Donderdag: 50 min joggen; 6,20 km in 48'34" (7:50 min/km, 125 bpm).

Zelfde parkoers als een dag eerder, maar andersom gelopen.

  • 1 - 5 km in: 39'55" (7:59 min/km, 123 bpm)
    … 8:27, 8:16, 7:58, 7:44, 7:31 min/km
  • 6 km - finish in: 8'39"(7:13 min/km, 135 bpm)
    … 7:18 min/km

Ging lekker. Begon met het langzaamste tempo waarbij ik nog een soepele tred had en voerde per kilometer het tempo op. Tussen 8:30 en 7:00 min/km dus.

Vrijdag: Wedstrijdvoorbereiding; 10,01 km in 1u03'32" (6:21 min/km, 141 bpm).

De bedoeling was om rustig hard te lopen met 1,5 km op beoogd wedstrijdtempo. Als route ging ik binnendoor over de Vossenweg tot het tankstation op de Antwerpsestraatweg en via die laatste straat terug naar de Lidl op de Markiezaatsweg en de Stalen Brug.

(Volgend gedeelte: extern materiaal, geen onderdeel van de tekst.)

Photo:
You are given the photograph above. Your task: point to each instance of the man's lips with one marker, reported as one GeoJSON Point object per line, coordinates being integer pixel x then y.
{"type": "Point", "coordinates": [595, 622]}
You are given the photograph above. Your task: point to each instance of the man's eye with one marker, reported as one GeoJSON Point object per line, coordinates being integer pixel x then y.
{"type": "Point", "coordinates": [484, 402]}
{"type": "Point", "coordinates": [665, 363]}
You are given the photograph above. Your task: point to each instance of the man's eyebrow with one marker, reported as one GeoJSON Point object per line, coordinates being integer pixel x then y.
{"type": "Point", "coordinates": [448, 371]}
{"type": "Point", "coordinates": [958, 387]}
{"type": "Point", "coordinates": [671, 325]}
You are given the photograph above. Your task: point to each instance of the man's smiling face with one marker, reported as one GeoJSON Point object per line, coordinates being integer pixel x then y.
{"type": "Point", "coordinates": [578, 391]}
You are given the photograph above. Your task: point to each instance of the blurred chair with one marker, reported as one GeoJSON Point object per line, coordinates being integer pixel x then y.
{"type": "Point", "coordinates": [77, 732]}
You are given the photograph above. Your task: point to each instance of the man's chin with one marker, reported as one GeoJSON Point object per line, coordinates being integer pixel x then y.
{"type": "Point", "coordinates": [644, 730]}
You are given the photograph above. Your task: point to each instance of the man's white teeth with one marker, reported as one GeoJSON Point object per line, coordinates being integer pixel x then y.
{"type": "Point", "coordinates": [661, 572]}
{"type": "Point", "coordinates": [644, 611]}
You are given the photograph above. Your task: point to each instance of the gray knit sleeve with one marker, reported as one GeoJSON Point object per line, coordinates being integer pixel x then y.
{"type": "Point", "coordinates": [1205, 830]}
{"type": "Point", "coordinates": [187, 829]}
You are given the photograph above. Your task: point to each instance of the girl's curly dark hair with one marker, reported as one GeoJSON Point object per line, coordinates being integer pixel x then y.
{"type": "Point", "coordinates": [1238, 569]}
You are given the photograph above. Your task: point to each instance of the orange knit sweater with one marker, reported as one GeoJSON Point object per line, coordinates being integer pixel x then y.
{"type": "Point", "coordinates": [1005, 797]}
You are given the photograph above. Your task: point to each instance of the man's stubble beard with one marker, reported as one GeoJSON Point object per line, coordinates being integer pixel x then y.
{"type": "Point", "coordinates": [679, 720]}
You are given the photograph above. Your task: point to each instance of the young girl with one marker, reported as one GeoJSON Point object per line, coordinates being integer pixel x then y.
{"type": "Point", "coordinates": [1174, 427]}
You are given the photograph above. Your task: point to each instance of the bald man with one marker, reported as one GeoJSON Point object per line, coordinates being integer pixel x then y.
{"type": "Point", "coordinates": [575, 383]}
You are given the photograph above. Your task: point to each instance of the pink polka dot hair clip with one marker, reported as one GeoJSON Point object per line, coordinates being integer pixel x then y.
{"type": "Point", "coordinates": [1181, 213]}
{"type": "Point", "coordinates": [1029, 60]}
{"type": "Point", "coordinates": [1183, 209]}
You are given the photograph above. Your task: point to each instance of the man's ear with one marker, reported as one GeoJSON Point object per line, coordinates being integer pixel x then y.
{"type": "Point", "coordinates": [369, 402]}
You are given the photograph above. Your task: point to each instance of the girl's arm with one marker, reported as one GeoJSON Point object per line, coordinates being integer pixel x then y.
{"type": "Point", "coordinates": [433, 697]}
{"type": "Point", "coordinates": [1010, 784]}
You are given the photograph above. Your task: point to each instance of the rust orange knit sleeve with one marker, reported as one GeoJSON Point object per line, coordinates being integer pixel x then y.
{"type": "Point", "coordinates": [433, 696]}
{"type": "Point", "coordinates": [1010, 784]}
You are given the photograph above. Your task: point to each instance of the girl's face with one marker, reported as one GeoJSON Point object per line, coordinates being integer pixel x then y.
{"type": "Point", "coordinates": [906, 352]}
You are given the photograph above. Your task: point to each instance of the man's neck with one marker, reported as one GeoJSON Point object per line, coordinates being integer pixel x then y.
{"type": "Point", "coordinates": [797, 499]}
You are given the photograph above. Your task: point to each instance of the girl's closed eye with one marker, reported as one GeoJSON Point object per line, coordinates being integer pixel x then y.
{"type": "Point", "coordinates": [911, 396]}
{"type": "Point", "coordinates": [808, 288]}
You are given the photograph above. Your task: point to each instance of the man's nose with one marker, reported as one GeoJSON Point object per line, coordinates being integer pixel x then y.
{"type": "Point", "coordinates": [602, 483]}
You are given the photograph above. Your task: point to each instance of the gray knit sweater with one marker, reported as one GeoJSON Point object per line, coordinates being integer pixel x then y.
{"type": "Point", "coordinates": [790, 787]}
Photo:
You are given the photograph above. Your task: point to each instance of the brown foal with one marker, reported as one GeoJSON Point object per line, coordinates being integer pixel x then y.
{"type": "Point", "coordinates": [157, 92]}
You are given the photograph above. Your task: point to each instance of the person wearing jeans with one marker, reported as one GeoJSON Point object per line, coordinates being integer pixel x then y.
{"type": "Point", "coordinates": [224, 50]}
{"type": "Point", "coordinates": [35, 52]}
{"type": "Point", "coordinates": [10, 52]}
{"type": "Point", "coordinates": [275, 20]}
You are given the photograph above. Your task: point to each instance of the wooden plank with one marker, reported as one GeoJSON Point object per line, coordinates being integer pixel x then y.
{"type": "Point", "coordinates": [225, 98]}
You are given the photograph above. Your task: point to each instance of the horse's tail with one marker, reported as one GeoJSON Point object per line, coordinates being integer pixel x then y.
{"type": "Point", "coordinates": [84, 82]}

Op basis van mijn recente trainingen verwachtte ik 4½ uur over een marathon te doen, wat zich vertaalde naar 2u10' op de halve marathon, oftewel een tempo van 6:08 min/km. Dat zou dan het richttempo voor de wedstrijd worden. Echter voor mij hoort een gemiddelde hartslagfrequentie van 145 bpm bij een halve marathon en ik kon dat gebruiken om mijn tempo te bepalen bij die afstand, door een stuk op hartslag te lopen en achteraf bepalen welk tempo daarbij hoorde. Aangezien het hart zich pas na 20 minuten stabiliseert, was het verstandig om de versnelling pas in te zetten na minstens 3 km op 7 min/km en dan op hartslag te lopen, waarna ik achter kon zien welk tempo hoorde bij 145 bpm. Na zo’n anderhalve km mocht ik dan weer terugschakelen naar een rustiger tempo. Ik wijzigde daarom (tijdelijk) een van mijn gegevensschermen op mijn horloge naar gelopen afstand en gemiddelde hartslag. Hopelijk zou het zo een eerlijke test zijn voor de wedstrijd een dag later.

  • 1 - 5 km in: 33'43" (6:45 min/km, 132 bpm)
    … 6:47, 6:51, 6:51, 6:55, 6:20 min/km
  • 6 km - finish (10,01 km) in: 29'49" (5:59 min/km, 151 bpm)
    … hierin 3 testloopjes; 2,55 km in 13'41" (5:22 min/km, 156 bpm, pauze ca. 500 m duurlooptempo 1).
    • 1,5 km in 8'14" (5:29 min/km, 155 bpm)
    • 0,54 km in 3'00 (5:33 min/km, 157 bpm)
    • 0,51 km in 2'27" (4:48 min/km, 157 bpm)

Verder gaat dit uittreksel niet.